Permissions for your AD Group
You create a login for your AD group
CREATE LOGIN [domain\AD Group] FROM WINDOWS
Then grant it the access you want. You say you want to grant it
Admin access but unless this is your DBA team I wouldn't add the AD Group to something like
sysadmin. Instead grant them the permissions you actually want them to have. It sounds like you want
- db_ddladmin - Role that grants permissions to create/modify objects within a DB.
- db_datareader - Role that grants permissions to run a
SELECT against any table/view within the DB
- db_datawriter - Role that grants permissions to run
DELETE statements against any table/view in the DB.
- EXECUTE - Permission that grants the ability to
EXECUTE any stored procedure or function within the database.
To add this run the following on each user database.
CREATE USER [domain\AD Group] LOGIN [domain\AD Group]
ALTER ROLE db_ddladmin ADD MEMBER [domain\AD Group]
ALTER ROLE db_datareader ADD MEMBER [domain\AD Group]
ALTER ROLE db_datawriter ADD MEMBER [domain\AD Group]
GRANT EXECUTE TO [domain\AD Group]
If you want these permissions added to new user databases then run the script in the
model database as well.
Connecting using your service account
If you have an application running under your service account then when that application connects using trusted authentication it will connect to SQL using that service account.
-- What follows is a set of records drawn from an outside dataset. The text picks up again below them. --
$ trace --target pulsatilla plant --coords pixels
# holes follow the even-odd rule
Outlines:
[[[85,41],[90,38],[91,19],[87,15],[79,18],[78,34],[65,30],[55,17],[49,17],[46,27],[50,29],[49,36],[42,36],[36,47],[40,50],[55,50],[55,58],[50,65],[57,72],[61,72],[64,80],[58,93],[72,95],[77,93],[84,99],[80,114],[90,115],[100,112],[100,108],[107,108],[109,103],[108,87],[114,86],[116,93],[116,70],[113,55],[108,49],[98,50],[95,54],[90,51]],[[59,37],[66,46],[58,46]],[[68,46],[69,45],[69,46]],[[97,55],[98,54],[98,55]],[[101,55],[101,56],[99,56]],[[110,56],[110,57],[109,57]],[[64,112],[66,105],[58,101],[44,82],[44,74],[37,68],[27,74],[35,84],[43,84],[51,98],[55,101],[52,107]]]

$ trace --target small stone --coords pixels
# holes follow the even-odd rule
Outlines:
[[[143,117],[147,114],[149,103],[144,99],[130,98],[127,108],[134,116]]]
If however you want to connect to SQL using something like SSMS then you have two choices. You can either log into a machine using the service account or run SSMS as a different user.
To run SSMS under a different user hold down the SHIFT key and right click on your shortcut to SSMS and select
Run as different user
You'll then get a login/password prompt for an AD login. Type in your service account name & password. Once SSMS opens any trusted (windows auth) connections will be made using the AD login you connected under (your serviced account in this case).